# Session 1

Let's get hands-on! During today's exercise, we will be starting from the basics: 
- Accessing the data files from the ATLAS Open Data website.
- The tools you will be using to access and visualise: $\texttt{python}$ in $\texttt{jupyter notebook}$, $\texttt{numpy}$ (this session) and finally ROOT (next session).
- Histograms and data analysis with $\texttt{numpy}$.
- Lorentz vectors and data analysis with $\texttt{numpy}$.

## ATLAS Open Data

[ATLAS Open Data](http://opendata.atlas.cern/) is an open dataset of both simulated and real proton-proton collision events. 
We will be using the [ATLAS 13 TeV Open Dataset](http://opendata.atlas.cern/release/2020/documentation/datasets/intro.html). 


## Analysis Tools


In today's session we will be using $\texttt{uproot}$ and $\texttt{numpy}$ to access events in ATLAS Open Data data files. Uproot is a python serialisation library that converts files from a ROOT format (a data format ubiqitiously used in High Energy Physics analysis) to regular arrays so we can manipulate it using regular but powerful python libraries. Specifically, we will be "uprooting" the data to arrays in $\texttt{numpy}$, a python library for multidimensional array and matrix manipulation.


We will be analysing the particles from a simulation of the following process:
(insert figure)
That is, the production of a W-boson and a Z-boson. 

Some important terminology:
- "leading" particle: The particle (lepton, quark) with the highest measured transverse momentum.
- "subleading" particle: The particle (lepton, quark) with the *second* highest measured transverse momentum.
(we similarly get "subsubleading", and "subsubsubleading"...)






In [None]:
# Let's first import the necessary libraries and define our global variables
import uproot
import numpy as np

base_url = 'https://atlas-opendata.web.cern.ch/atlas-opendata/samples/2020/2lep/MC/'
input_file =  'mc_363358.WqqZll.2lep.root' # 'mc_410000.ttbar_lep.2lep.root'
tree_name = 'mini' # event "tree" in which information of each event in the data set are defined:
                   # event level information, particles and their properties

# function to retrieve the data from an input file.
def get_events(base_url,input_file,tree_name):
    events = uproot.open(f"{base_url}/{input_file}:{tree_name}")
    return events


In [None]:
# Next we read in the content file and print the file content

events = get_events(base_url,input_file,tree_name)
print('opened dataset containing:\n', events.show())

In [None]:
# now lets convert the variables we want to analyse into numpy arrays.
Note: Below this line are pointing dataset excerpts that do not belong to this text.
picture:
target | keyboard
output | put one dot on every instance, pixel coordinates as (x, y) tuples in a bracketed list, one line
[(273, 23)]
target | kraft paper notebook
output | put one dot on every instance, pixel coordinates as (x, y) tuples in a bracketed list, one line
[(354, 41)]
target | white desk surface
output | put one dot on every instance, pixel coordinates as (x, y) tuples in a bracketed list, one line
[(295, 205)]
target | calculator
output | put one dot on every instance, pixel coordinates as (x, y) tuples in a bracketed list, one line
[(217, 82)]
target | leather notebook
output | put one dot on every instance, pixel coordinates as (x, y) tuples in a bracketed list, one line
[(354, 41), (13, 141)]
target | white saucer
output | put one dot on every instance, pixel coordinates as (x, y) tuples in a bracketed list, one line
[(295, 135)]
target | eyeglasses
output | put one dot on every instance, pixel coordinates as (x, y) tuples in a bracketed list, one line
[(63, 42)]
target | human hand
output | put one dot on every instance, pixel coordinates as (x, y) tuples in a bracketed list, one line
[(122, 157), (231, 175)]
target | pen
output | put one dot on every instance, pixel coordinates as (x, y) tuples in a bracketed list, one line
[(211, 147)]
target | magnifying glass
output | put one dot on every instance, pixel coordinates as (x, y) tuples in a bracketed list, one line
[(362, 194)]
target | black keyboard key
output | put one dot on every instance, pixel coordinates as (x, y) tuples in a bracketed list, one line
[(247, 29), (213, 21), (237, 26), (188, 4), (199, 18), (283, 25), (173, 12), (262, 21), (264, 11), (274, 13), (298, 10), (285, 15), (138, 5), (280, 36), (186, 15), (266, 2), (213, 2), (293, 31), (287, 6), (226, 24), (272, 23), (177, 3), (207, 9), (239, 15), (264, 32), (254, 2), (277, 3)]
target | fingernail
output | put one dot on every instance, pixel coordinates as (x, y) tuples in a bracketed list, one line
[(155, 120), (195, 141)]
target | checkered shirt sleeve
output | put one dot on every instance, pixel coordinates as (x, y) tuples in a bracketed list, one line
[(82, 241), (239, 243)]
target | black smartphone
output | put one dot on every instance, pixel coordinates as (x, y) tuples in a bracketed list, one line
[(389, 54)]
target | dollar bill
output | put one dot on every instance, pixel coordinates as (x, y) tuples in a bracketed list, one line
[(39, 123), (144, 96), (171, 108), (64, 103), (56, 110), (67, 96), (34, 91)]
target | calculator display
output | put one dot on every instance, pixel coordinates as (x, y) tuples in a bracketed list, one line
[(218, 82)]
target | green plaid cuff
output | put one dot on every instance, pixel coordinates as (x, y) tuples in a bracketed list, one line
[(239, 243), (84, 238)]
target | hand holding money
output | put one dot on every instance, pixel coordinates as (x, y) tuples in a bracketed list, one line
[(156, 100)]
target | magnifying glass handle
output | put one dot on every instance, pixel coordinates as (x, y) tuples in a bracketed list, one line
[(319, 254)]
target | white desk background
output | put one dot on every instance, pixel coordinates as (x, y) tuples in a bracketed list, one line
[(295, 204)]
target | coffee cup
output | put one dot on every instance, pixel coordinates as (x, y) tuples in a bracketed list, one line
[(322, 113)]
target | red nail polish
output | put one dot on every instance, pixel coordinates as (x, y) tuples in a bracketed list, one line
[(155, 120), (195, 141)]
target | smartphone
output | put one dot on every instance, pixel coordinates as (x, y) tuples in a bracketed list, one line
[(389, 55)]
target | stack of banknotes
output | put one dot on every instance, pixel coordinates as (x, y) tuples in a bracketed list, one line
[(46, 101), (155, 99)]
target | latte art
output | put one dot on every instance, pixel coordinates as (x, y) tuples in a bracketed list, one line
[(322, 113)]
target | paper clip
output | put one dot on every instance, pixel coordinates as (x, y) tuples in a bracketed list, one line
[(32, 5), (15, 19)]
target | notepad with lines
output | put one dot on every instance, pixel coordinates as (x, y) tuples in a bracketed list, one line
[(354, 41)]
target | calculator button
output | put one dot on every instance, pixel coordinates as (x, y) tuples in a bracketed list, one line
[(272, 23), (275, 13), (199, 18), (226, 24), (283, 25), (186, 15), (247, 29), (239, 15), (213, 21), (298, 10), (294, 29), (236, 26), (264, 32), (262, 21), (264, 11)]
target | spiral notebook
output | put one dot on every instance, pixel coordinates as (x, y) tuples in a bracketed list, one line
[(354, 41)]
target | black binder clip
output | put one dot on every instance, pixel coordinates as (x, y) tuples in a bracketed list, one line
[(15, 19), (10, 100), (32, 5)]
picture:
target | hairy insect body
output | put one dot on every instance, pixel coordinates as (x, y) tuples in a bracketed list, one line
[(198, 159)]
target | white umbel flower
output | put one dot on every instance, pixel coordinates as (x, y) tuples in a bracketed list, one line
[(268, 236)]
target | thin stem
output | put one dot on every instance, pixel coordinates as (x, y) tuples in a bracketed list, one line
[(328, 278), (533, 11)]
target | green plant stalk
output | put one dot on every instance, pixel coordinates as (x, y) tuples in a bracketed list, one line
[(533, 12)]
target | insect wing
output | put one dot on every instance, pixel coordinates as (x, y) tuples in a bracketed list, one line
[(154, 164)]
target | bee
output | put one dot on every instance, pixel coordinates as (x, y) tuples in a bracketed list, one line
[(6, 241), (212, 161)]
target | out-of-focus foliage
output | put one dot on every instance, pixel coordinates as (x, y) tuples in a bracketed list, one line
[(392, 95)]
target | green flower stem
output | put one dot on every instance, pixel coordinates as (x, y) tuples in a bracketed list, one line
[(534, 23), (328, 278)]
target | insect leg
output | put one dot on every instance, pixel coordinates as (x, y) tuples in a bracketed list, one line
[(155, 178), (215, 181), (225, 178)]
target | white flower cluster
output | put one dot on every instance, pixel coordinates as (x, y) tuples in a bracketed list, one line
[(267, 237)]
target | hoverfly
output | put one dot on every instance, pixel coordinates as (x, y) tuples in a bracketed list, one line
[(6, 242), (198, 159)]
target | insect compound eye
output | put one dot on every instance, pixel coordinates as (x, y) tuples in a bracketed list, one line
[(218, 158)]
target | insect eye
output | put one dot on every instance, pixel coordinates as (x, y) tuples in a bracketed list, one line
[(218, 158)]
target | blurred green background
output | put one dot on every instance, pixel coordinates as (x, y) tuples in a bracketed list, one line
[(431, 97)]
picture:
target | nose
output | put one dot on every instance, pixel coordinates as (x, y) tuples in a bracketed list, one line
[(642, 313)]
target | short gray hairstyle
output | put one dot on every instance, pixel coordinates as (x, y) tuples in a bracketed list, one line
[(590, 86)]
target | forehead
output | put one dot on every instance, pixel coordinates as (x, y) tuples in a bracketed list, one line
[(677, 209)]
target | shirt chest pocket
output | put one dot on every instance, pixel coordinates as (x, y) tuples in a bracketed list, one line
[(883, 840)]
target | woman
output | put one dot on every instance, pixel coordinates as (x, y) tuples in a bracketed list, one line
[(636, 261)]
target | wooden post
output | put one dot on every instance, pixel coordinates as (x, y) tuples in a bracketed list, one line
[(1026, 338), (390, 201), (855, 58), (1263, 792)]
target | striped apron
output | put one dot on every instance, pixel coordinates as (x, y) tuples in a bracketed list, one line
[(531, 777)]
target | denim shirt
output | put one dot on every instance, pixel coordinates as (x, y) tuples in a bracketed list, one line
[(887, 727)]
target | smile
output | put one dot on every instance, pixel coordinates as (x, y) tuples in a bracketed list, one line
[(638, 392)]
THIS MAY TAKE A FEW SECONDS!
# The resulting 'lep_kinematics' variable is known as a structured numpy array.
lep_kinematics = events.arrays(['lep_n', 'lep_pt', 'lep_eta', 'lep_phi', 'lep_E'], library="np")                    

print("Number of leptons in first 5 events:\n", lep_kinematics['lep_n'][:5])
print('particle kinematics of leading lepton in first 5 events:')
for i in range(5):
    if lep_kinematics['lep_n'][i] >=1:
        print('lepton pT: %i MeV, eta: %f.2, phi: %f.2.'%(lep_kinematics['lep_pt'][i][0],lep_kinematics['lep_eta'][i][0], lep_kinematics['lep_phi'][i][0]))
    else:
        print("WARNING No leptons found in this event (number of leptons = %i)"%(lep_kinematics['lep_n'][i]))

### Histograms

Now that you know how to retrieve and access the data content, you are ready to analyse it.
Histograms are a good way to visualise a dataset and are fundamental to data analysis. They are a graphical representation of the distribution of a dataset; A way to visualize the frequency distribution of a set of continuous or discrete data.
In particle physics, histograms are often used to visualize the distribution of particle properties such as energy, momentum, or mass. A histogram is created by dividing a variable range into a set of "bins" and counting the number of times a particle or event property falls in that bin. Thus, the height of a histogram represents the frequency of events that fall into that bin.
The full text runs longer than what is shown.